Hollis glanced up from his cards. Was Webb on something? None of them bothered taking drugs anymore, mainly because they couldn’t find any. But had he found something in the warehouse yesterday? Was he still drunk from last night? Stokes’s sudden appearance in the doorway derailed his train of thought.
“It’s true,” he gasped, red-faced and fighting for breath. “One of them bit him.”
“Did it cut you?” Ellie asked. Webb shook his head and held up his arm, using his other hand to show where he’d been bitten.
“It just grabbed hold of me and bit me here,” he explained. “It couldn’t get through my jacket.”
“So what’s the problem, then?”
“The problem is it bit him, you stupid bitch!” Stokes yelled. Ellie shrugged off the insult; she’d been called much worse recently. “Are they going to start trying to eat us now?”
“You’ve watched too many crap films,” she announced, putting the doll over her shoulder, then getting up and walking around the room, gently patting its back.
“Are you sure it bit you?” Hollis asked, finally putting down his hand of cards, knowing they weren’t going to get any peace until Webb had his say.
“Of course I’m sure, you fucking idiot!” he screamed, his normally cocky voice filled with genuine panic and fear. “It had its teeth wrapped around my fucking arm!”
“But did it really bite you? Are you sure you didn’t just put your arm in its mouth?”
“Are you having a laugh?” Stokes said in disbelief. “It bit him. What don’t you understand? The bloody thing bit him.”
Hollis looked at him for a moment longer, then picked up his cards again.
“It didn’t really, though, did it? Why would it? Think about it. As far as I know they don’t eat, so it wasn’t trying to take a chunk out of you because it was hungry, was it?”
“It bit me,” Webb snarled, his fear now giving way to anger.
“Put anything in their mouths and chances are they’ll bite down on it. It’s an instinctive reaction, isn’t it? Just the same as walking or—”
“It fucking bit me!”
The volume of Webb’s voice had reached such a level that everyone stopped to listen. Even Driver moved his newspaper slightly so that he could see what was happening. Jas and Caron appeared from the flat next door. Only Anita, who hadn’t yet got out of bed today, was absent.
“What’s the matter?” Caron asked, concerned. Hollis couldn’t be bothered to recap.
“Calm down,” he warned Webb, who seemed poised to erupt again.
“Calm down?” Stokes gasped having finally got his breath back. “Calm down? For Christ’s sake, man, just listen to yourself, will you? One of those things out there tried to take a chunk out of his arm and you’re telling him to calm down? Can’t you see what—”
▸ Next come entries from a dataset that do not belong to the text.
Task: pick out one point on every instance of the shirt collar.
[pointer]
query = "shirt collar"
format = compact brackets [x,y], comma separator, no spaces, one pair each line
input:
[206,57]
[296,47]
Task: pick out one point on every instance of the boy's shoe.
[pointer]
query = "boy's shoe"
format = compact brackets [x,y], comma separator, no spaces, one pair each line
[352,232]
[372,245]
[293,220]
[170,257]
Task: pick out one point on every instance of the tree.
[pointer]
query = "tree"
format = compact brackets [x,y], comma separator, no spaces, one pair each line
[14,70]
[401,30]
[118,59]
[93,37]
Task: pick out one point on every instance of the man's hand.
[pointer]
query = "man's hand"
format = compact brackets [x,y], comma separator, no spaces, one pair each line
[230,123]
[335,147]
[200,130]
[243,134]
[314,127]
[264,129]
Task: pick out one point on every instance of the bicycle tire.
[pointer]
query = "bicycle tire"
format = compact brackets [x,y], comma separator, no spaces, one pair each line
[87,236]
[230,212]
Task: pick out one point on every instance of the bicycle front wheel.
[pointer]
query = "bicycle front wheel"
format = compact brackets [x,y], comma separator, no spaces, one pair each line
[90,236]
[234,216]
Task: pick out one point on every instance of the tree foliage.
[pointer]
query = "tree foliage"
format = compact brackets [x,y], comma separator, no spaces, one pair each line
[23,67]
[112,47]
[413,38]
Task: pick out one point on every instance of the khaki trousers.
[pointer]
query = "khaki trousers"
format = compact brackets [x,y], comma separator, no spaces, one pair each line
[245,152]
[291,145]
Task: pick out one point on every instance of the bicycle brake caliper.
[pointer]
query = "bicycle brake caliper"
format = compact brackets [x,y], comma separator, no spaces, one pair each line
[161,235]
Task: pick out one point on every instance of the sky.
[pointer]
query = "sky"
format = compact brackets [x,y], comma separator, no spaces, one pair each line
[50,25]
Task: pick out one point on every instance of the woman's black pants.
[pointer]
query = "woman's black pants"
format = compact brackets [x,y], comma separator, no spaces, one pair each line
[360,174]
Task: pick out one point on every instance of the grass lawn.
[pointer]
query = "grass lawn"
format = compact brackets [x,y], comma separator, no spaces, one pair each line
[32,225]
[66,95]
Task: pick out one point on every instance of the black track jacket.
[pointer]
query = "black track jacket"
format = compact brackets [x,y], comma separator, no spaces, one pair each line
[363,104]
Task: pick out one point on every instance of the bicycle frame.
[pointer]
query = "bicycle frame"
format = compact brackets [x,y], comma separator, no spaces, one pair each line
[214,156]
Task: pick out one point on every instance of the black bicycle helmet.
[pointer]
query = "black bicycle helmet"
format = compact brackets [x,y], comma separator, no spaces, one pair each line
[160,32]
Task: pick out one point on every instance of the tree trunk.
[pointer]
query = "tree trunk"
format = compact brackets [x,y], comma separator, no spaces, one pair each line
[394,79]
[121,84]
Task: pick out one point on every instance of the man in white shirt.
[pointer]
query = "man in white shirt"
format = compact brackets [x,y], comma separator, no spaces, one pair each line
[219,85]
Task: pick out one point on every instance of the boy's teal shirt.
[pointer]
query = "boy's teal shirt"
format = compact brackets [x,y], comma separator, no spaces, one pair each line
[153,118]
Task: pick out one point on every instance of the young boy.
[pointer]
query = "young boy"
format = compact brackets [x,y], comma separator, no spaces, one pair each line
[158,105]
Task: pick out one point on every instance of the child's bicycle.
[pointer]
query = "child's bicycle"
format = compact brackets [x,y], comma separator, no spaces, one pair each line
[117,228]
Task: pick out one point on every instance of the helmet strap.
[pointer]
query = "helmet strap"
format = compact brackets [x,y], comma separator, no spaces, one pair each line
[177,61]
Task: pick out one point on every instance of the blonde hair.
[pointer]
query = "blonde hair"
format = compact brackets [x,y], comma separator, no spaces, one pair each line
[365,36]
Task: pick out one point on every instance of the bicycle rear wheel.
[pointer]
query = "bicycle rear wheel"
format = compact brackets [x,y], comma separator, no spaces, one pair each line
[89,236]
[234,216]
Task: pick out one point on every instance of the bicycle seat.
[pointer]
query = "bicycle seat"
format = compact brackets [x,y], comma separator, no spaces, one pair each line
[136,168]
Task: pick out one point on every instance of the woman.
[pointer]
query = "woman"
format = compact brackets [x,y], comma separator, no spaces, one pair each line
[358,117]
Hollis sighed. “It was just an instinctive reaction.”
“You weren’t even there!” Stokes yelled at him.
“But like I said, they don’t eat,” he protested. “They’re not controlled enough to be able to attack like that. Like Ellie said, this isn’t some stupid horror film. You’re not going to become one of them because you’ve had contact with infected blood or anything like that.”